Object Oriented Design - Spring 2016

Project #1 - Lexical Scanner

Version 1.5,
Due Date: Tuesday February 9th

Purpose:

The first two projects this Spring focus on building software tools for code analysis. We will emphasize C++ code but want our tools to be easily extendable to other similar languages like C# and Java.

Code analysis consists of extracting lexical content from source code files, analyzing the code's syntax from its lexical content, and building an Abstract Syntax Tree (AST) that holds the results of our analysis. It is then fairly easy to build several backends that can do further analyses on the AST to construct code metrics, search for particular constructs, or some other interesting features of the code.

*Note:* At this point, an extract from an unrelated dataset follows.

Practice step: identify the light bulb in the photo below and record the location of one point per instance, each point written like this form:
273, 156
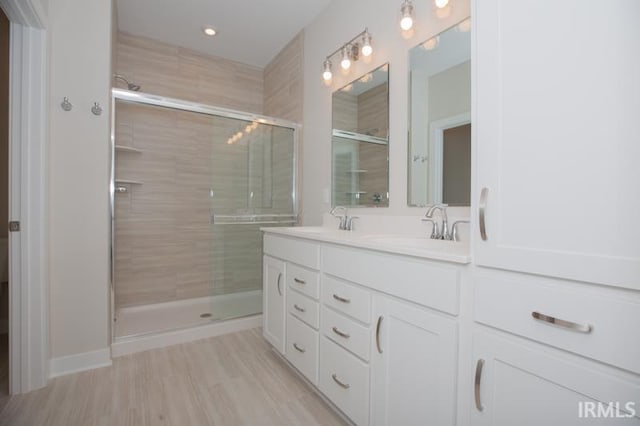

You will find it useful to look at the Parsing blog for a brief introduction to parsing and code analysis.

In this first project we will build and test a lexical scanner in C++ that consists of two packages:

Requirements:

Your Scanner Solution:
  1. Shall use Visual Studio 2015 and its C++ Windows Console Projects, as provided in the ECS computer labs.
  2. Shall use the C++ standard library's streams for all I/O and new and delete for all heap-based memory management1.
  3. (2) Shall provide C++ packages for Tokenizing, collecting SemiExpressions, and a scanner interface, ITokCollection.
  4. (4) Shall provide a Tokenizer package that declares and defines a Toker class that implements the State Pattern2 with an abstract ConsumeState class and derived classes for collecting the following token types:
    • alphanumeric tokens
    • punctuator tokens
    • special one3 and two4 character tokens with defaults that may be changed by calling setSpecialSingleChars(string ssc) and/or setSpecialCharPairs(string scp).
    • C style comments returned as a single token
    • C++ style comments returned as a single token
    • quoted strings5
  5. (1) The Toker class, contained in the Tokenizer package, shall produce one token for each call to a member function getTok().
  6. (4) Shall provide a SemiExpression package that contains a class SemiExp used to retrieve collections of tokens by calling Toker::getTok() repeatedly until one of the SemiExpression termination conditions, below, is satisfied.
  7. (5) Shall terminate a token collection after extracting any of the single character tokens: semicolon, open brace, closed brace. Also on extracting newline if a "#" is the first character on that line. Also, the extraction of a single character token consisting of ":" if immediately preceeded by one of the tokens: "public", "protected", or "private".
  8. (2) Shall provide a facility providing rules to ignore certain termination characters under special circumstances. You are required to provide a rule to ignore the (two) semicolons within parentheses in a for(;;) expression6.
  9. (2) The SemiExp class Shall implement the interface ITokenCollection with a declared method get().
  10. (5) Shall include an automated unit test suite that exercises all of the special cases that seem appropriate for these two packages7.

  1. That means that you are not allowed to use any of the C language I/0, e.g., printf, scanf, etc, nor the C memory management, e.g., calloc, malloc, or free.
  2. https://en.wikipedia.org/wiki/State_pattern
  3. Special one character tokens: <, >, [, ], (, ), {, }, :, =, +, -, *, \n
  4. Special two character tokens: <<, >>, ::, ++, --, ==, +=, -=, *=, /=
  5. "abc" becomes the token abc and the outer quotes are discarded. "\"abc\"" becomes the token "abc" with the outer quotes discarded.
  6. This will be discussed in class.
  7. This is in addition to the construction tests you include as part of every package you submit.

What you need to know:

In order to successfully meet these requirements you will need to know:
  1. Basics of the C++ language: http://CppReference.com
  2. How to implement a simple class hierarchy. This will be covered briefly in lecture #3 and in more detail later.
  3. The STL Containers.
  4. How to use Visual Studio. We will discuss this in one of the Help Sessions.